Depending on where in the world you live, your home might be at risk of earthquake, fire, flooding, hurricane, tornado, tsunami, or other natural disasters. By making disaster plans with your family, you increase the chances that you will survive with the materials you need to subsist while waiting for rescue or escaping to a safer place. In most areas where a particular type of natural disaster is a common risk, local emergency authorities can provide you with additional help with disaster plans and sometimes even small survival kits, so make sure to ask the local police or fire department about disaster planning.
The key to escaping and surviving a disaster is planning ahead and remaining organized. Start by making disaster plans with the people in your life: make sure that all family members know what to do in the case of a disaster whether it is a fire, earthquake, or mandatory evacuation. Set up a central meeting place, or several, so that if you are separated, you can find each other. Also make disaster plans for your household pets: find out if a neighbor is willing to cooperate with you on disaster plans, perhaps exchanging keys with you so that if one of you is unable to get home during an emergency, the other can extract household pets and keep them safe for you until you are able to collect them.
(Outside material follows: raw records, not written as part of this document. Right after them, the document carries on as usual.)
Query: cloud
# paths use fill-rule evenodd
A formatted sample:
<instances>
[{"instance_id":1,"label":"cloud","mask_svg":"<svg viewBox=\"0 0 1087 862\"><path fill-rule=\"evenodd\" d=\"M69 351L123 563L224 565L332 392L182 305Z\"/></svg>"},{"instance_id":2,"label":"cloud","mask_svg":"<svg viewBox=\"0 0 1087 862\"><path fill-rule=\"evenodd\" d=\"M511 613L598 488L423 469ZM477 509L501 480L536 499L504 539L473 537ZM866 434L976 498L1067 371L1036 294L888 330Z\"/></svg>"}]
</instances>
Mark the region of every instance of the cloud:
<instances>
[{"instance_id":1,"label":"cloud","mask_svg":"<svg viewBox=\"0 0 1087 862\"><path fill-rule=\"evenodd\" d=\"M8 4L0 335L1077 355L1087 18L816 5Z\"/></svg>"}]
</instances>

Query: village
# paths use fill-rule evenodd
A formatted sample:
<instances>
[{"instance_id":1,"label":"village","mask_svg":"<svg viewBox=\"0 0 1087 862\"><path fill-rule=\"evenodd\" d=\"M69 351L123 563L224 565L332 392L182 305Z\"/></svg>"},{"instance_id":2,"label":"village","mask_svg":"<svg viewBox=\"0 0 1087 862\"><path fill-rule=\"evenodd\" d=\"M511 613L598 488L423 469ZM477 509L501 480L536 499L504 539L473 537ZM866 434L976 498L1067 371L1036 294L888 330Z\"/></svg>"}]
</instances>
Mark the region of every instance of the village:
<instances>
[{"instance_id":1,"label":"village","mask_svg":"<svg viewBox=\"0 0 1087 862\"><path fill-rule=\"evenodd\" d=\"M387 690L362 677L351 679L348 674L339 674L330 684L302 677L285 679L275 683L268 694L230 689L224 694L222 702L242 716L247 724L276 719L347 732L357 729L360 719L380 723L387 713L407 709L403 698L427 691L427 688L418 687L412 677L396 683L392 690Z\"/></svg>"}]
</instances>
It is also important to think about supplies when making disaster plans, and you should have basic kits for your home and all personal vehicles which include needed supplies for all family members, including pets. At the most basic, a kit should include plentiful water stored in sturdy containers, three days of non-perishable food for people and pets, a first aid kit which includes medications needed by all family members, bedding, sanitation supplies, and basic tools.
Basic tools include a wrench, hammer, paper and pencil, needle and thread, foil, matches, tape, compasses, pliers, batteries, a radio, flashlights, maps, and cooking supplies. For small pets, you may want to consider keeping Evacsacks for quick evacuation, rather than bulky carriers. Store fold down carriers in your vehicles so that you can transfer your animals to roomier quarters when it is safe. It is also an excellent idea to maintain copies of important documents like identifications, bank account information, and deeds to houses and vehicles, along with recent photographs of family members and pets.
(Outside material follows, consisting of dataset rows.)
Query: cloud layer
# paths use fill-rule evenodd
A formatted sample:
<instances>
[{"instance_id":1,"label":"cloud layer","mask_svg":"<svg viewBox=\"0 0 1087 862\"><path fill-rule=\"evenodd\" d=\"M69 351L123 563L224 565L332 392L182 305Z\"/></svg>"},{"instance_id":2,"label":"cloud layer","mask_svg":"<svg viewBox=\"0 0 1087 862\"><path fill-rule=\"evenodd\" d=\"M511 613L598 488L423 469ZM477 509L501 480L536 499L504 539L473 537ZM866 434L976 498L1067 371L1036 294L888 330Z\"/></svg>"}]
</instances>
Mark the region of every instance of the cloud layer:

In many areas, there are also city or state wide disaster plans which include evacuation plans and disaster preparedness education. Get acquainted with these plans so that you know where to take individuals in need of evacuation and you know which hospitals and roads are most likely to be open. Mark up a map of the area with available shelters and locations likely to be open to assist you: if you have pets, find out which shelters accept animals as well as people, or if a local animal rescue organization can assist you in an emergency situation.
In the event of a disaster, stay calm and stick to your disaster plans. Try to keep family members together, and make sure to leave notes at your home and meeting sites to help you find each other. While losing your home or needing to evacuate can be stressful, assistance is available whether you are a victim of a single home fire or a catastrophic earthquake. Work together with your friends and neighbors as a team to support and help each other, and you will survive to tell the epic story in years to come.